In The Promise, Galgut chronicles the decline of post-apartheid South Africa through four funerals over 40 years

“I’m used to not winning – that’s kind of what I’m programmed for, and what I’m braced for,” says the quietly spoken South African novelist Damon Galgut, the morning after he was awarded the Booker prize for his ninth novel, The Promise. He has been shortlisted twice before: in 2003 for The Good Doctor, and in 2010 for In a Strange Room. He finds the whole thing “deeply disquieting” (his mother has helpfully given his contact details to journalists back in South Africa). The ceremony last night felt totally unreal, he says, “as if I’d been hit over the head. Obviously it was a great night for the book, so it is hard to be displeased with that.”

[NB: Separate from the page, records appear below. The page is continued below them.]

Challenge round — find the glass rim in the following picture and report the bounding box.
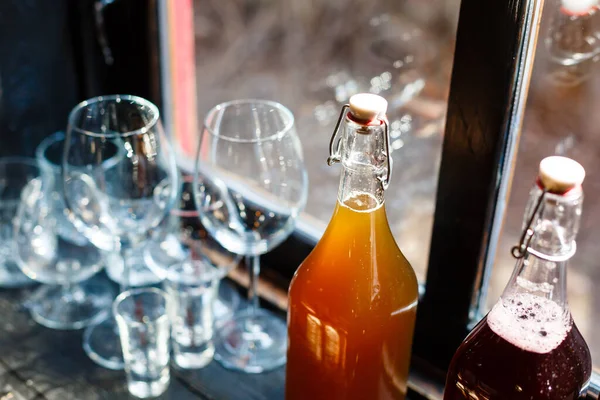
[165,259,229,286]
[35,131,119,172]
[112,287,169,326]
[35,131,66,170]
[0,156,41,175]
[68,94,160,138]
[204,98,295,143]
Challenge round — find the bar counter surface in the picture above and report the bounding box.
[0,278,285,400]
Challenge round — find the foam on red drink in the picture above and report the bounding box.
[444,293,591,400]
[487,293,572,354]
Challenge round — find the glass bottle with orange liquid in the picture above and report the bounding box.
[286,94,418,400]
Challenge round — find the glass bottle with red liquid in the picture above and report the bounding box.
[444,156,592,400]
[286,94,418,400]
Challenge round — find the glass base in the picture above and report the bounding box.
[127,375,170,399]
[28,278,115,329]
[83,313,125,370]
[106,249,162,287]
[214,309,287,374]
[0,260,37,289]
[173,342,215,369]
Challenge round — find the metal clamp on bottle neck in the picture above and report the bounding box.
[327,93,392,190]
[511,156,585,262]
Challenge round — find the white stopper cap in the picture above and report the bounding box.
[350,93,387,121]
[539,156,585,194]
[561,0,598,15]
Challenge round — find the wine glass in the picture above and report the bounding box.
[194,100,308,373]
[62,95,179,369]
[15,172,114,329]
[0,157,41,288]
[10,132,117,329]
[143,175,241,325]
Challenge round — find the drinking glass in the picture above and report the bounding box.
[0,157,40,288]
[194,100,308,373]
[14,132,115,329]
[62,95,179,369]
[113,288,171,399]
[163,260,225,369]
[144,175,241,324]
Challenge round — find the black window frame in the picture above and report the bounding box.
[91,0,600,399]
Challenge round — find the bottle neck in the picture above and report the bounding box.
[338,117,387,211]
[502,186,583,312]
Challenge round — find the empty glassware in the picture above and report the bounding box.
[194,100,308,373]
[0,157,41,288]
[113,288,171,399]
[163,260,224,369]
[62,95,179,369]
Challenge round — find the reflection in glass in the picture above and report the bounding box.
[194,100,308,373]
[62,95,179,369]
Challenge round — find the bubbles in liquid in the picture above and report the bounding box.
[487,293,572,354]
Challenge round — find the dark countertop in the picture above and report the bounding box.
[0,280,285,400]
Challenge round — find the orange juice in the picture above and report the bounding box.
[286,192,418,400]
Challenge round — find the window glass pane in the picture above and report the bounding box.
[175,0,458,279]
[487,2,600,364]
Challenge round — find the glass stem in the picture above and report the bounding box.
[246,256,260,314]
[60,281,75,303]
[119,245,131,293]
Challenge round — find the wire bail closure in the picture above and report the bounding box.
[327,104,392,190]
[510,189,548,259]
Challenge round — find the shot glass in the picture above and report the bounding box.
[113,288,170,399]
[163,260,225,369]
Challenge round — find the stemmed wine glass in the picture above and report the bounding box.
[143,175,241,325]
[194,100,308,373]
[14,132,119,329]
[62,95,179,369]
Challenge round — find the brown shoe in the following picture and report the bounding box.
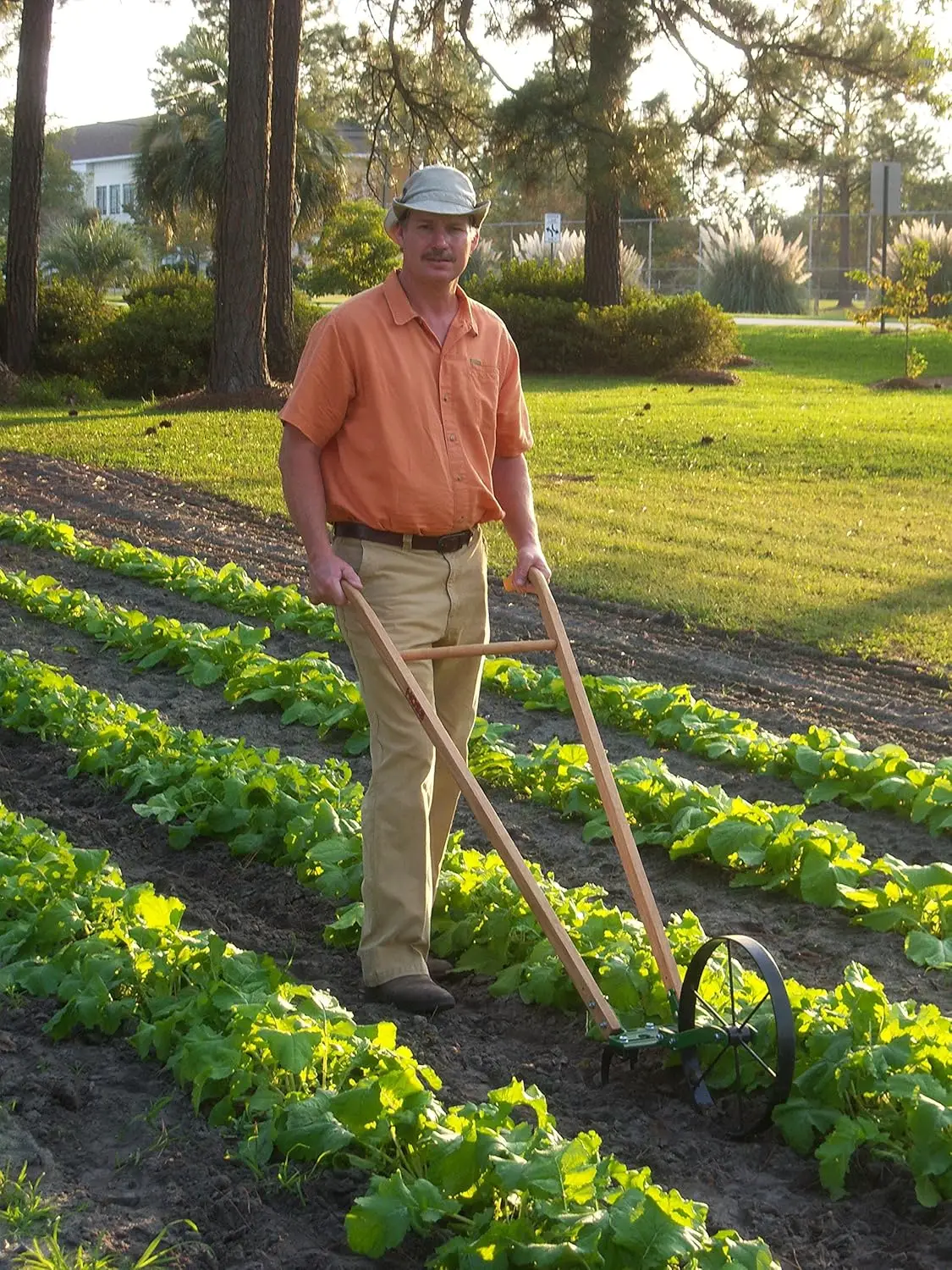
[365,975,456,1015]
[426,954,454,980]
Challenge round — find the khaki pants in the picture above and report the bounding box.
[334,531,489,987]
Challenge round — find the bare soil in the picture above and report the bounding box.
[0,454,952,1270]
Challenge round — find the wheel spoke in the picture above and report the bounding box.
[695,992,729,1030]
[728,944,738,1024]
[739,988,771,1028]
[701,1046,730,1081]
[740,1041,777,1081]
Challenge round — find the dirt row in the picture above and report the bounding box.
[0,455,952,1270]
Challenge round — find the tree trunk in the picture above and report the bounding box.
[0,362,19,406]
[208,0,274,393]
[586,0,632,307]
[266,0,304,381]
[7,0,53,375]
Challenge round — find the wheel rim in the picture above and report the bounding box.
[678,935,796,1138]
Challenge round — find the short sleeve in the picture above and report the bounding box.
[279,314,355,447]
[497,332,532,459]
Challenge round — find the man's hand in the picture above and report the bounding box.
[505,543,553,594]
[307,553,363,605]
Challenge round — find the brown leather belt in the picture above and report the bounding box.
[334,521,472,551]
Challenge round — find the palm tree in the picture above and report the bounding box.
[136,0,345,378]
[43,218,145,294]
[6,0,53,373]
[136,99,344,250]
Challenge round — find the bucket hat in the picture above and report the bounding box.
[383,163,489,238]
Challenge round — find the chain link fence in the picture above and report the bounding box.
[482,208,952,312]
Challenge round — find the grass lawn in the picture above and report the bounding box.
[0,327,952,667]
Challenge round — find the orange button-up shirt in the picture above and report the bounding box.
[281,271,532,535]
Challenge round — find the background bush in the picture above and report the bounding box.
[0,279,113,376]
[466,261,740,375]
[15,375,103,409]
[91,281,215,398]
[464,261,586,309]
[292,287,327,362]
[122,269,212,305]
[300,198,401,296]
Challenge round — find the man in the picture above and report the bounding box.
[279,165,550,1013]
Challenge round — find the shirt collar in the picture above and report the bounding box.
[383,269,480,335]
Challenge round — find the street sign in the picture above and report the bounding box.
[870,159,903,216]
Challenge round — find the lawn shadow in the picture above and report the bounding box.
[795,574,952,681]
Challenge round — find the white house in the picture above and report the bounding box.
[58,114,378,224]
[58,116,152,224]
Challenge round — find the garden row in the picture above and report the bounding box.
[0,654,952,1209]
[0,512,952,833]
[0,804,777,1270]
[0,571,952,969]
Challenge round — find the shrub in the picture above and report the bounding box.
[475,292,740,376]
[301,198,401,296]
[872,216,952,317]
[122,269,215,305]
[292,287,327,362]
[42,216,146,292]
[0,279,112,375]
[700,221,810,314]
[91,284,215,398]
[466,261,586,309]
[15,375,103,406]
[581,292,740,375]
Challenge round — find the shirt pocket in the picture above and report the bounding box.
[466,363,499,431]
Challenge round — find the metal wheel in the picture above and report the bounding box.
[678,935,795,1138]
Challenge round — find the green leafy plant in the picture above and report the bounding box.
[0,1163,53,1236]
[13,1218,198,1270]
[872,216,952,318]
[0,279,112,378]
[848,239,952,378]
[698,220,810,314]
[301,198,401,296]
[0,808,776,1270]
[42,216,146,295]
[91,279,215,398]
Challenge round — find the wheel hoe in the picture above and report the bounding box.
[344,569,795,1138]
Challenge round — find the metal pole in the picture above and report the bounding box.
[806,216,817,312]
[865,207,872,309]
[697,221,705,291]
[880,163,890,335]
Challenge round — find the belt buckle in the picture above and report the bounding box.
[437,530,470,551]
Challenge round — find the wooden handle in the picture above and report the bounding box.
[400,639,556,662]
[530,569,680,997]
[342,582,621,1035]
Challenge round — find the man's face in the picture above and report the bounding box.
[395,211,480,282]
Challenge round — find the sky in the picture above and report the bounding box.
[0,0,952,216]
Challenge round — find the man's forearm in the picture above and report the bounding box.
[493,455,538,551]
[278,423,332,566]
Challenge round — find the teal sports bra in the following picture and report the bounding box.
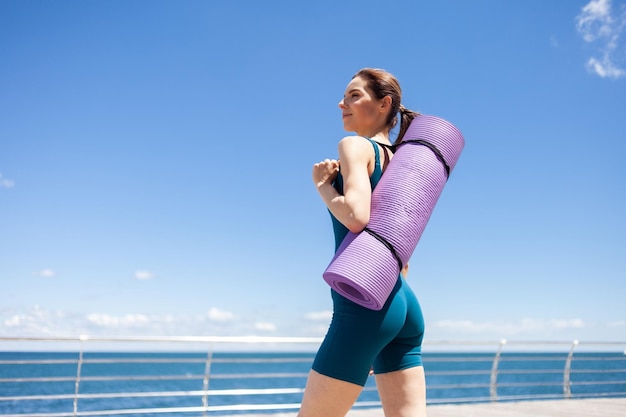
[329,136,390,252]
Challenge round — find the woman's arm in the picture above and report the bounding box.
[313,136,373,233]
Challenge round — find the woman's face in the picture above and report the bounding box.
[339,77,386,136]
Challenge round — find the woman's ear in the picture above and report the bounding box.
[380,96,393,112]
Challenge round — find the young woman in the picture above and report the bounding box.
[299,68,426,417]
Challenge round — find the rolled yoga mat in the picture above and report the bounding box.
[323,115,465,310]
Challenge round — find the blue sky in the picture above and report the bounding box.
[0,0,626,348]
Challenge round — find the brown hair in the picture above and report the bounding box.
[352,68,419,145]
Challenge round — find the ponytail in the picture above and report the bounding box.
[393,104,419,145]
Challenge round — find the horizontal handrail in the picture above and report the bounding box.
[0,336,626,417]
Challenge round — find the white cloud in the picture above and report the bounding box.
[576,0,626,78]
[135,271,154,281]
[86,313,150,328]
[39,269,56,278]
[207,307,235,321]
[304,310,333,321]
[0,172,15,188]
[431,318,585,337]
[254,323,276,332]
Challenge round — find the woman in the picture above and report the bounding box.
[299,68,426,417]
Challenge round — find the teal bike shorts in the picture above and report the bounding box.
[312,276,424,386]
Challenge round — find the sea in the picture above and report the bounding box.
[0,352,626,417]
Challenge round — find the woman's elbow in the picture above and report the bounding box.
[346,214,369,233]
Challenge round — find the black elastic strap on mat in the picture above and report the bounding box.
[363,227,403,271]
[396,139,450,178]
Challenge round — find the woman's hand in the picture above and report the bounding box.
[313,159,339,188]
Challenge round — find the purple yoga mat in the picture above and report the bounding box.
[323,115,465,310]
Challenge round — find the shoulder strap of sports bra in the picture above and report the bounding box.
[363,136,380,168]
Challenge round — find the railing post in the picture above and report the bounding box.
[74,335,89,417]
[489,339,506,401]
[563,340,578,399]
[202,343,213,417]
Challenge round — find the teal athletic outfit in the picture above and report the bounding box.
[313,138,424,386]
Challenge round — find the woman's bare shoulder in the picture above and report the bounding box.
[338,135,372,152]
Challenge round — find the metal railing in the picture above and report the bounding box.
[0,336,626,417]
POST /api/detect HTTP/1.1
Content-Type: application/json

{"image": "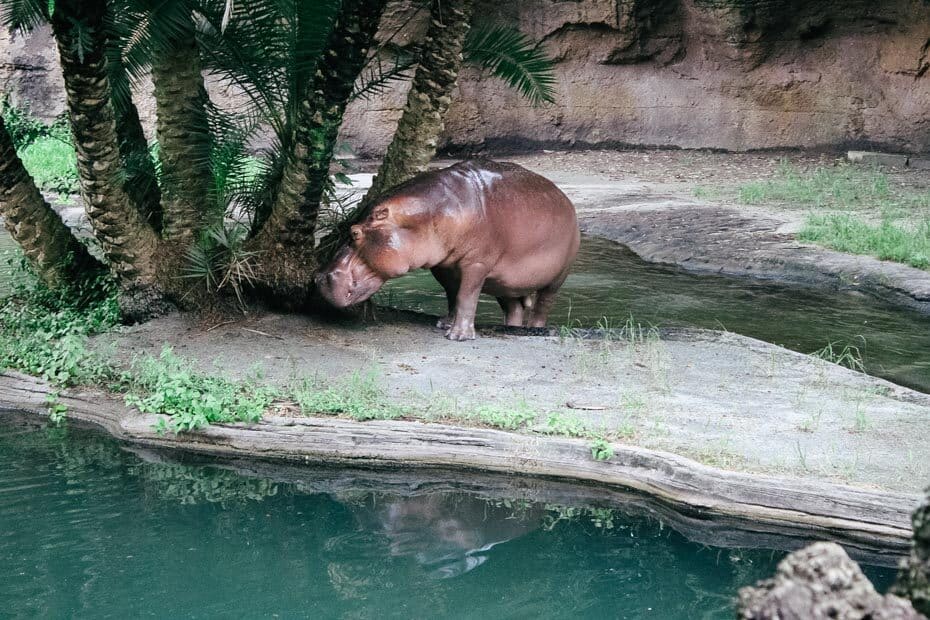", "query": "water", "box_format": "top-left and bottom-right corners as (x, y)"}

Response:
top-left (378, 238), bottom-right (930, 392)
top-left (0, 414), bottom-right (892, 620)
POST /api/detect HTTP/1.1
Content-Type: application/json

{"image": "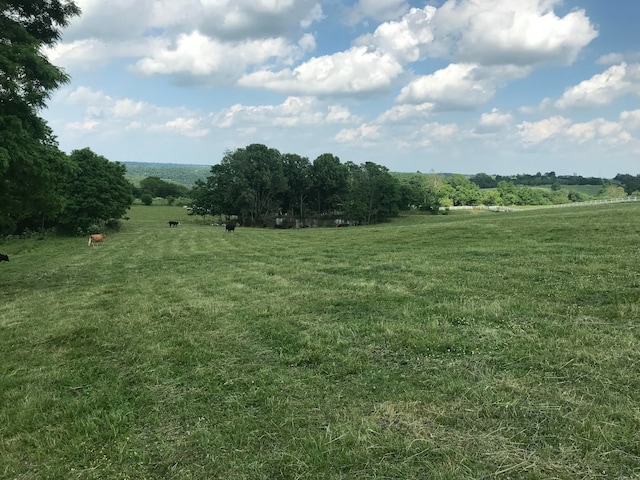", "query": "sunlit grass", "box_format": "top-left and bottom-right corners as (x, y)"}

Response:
top-left (0, 204), bottom-right (640, 479)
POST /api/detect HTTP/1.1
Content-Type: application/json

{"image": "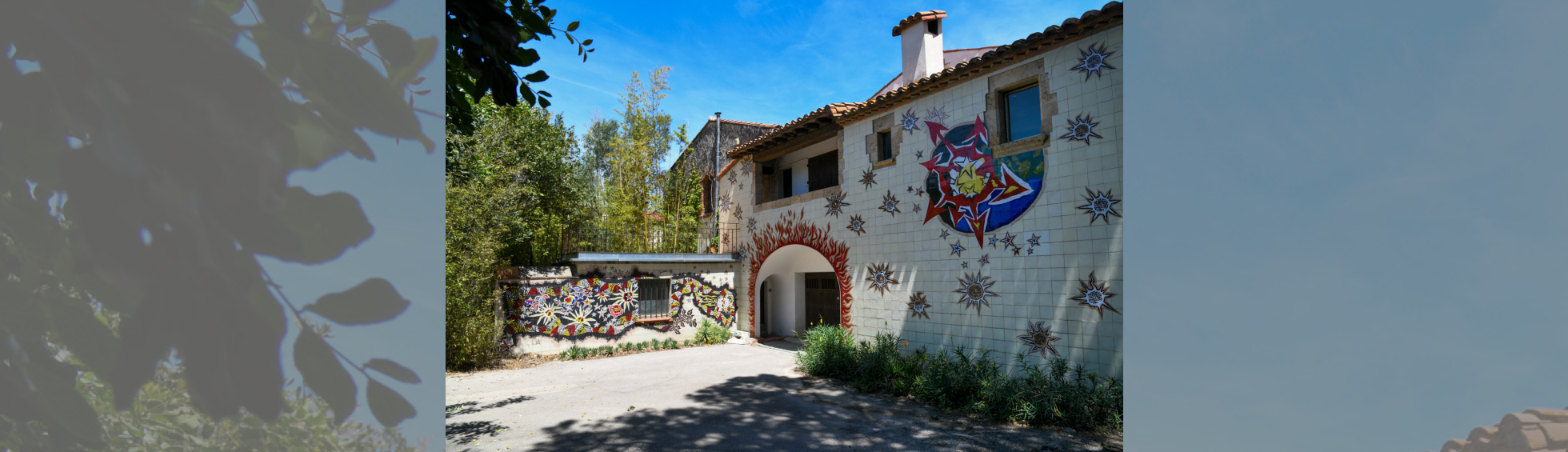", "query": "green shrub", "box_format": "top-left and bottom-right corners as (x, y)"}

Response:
top-left (696, 318), bottom-right (729, 344)
top-left (795, 325), bottom-right (1122, 430)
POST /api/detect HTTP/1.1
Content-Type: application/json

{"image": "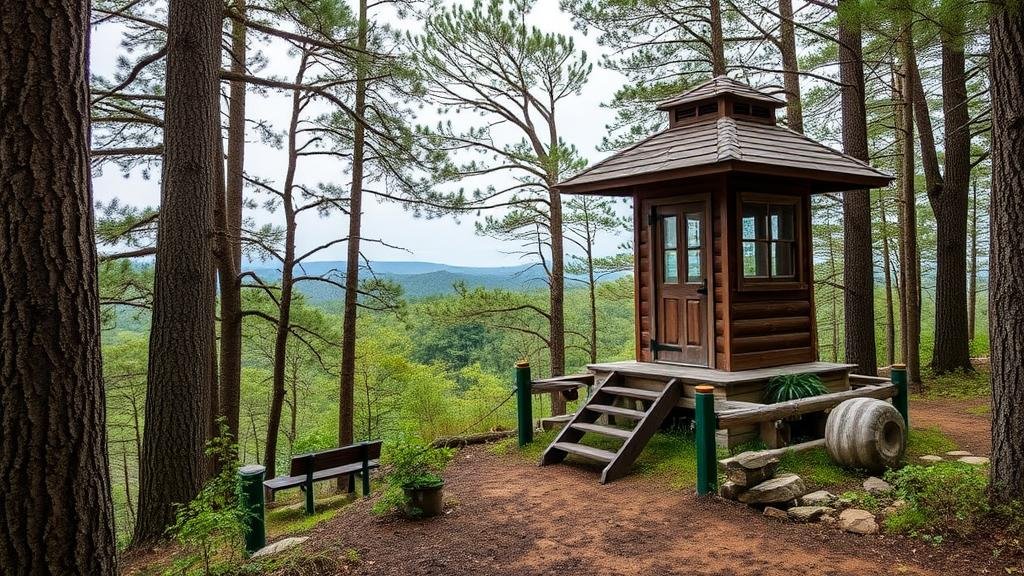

Slight in person (he’s a committed yogi), the 57-year-old author is serious and courteous in conversation, but the sardonic voice of the novel’s shapeshifting, puckish narrator clearly belongs to him. Written in an innovative style, The Promise tells the story of a white South African family through the device of four funerals over 40 years, chronicling the decline of post-apartheid South Africa. It might be more JM Coetzee than Richard Curtis, but Galgut’s Four Funerals is surprisingly funny. (The family are called Swarts, which means “black” in Afrikaans, “a sort of in-joke”, as he puts it). With the exception of a recent “beating” in the London Review of Books, the novel has been rapturously received. “A surprising number of novelists are very good; few are extraordinary,” began one critic, just warming up.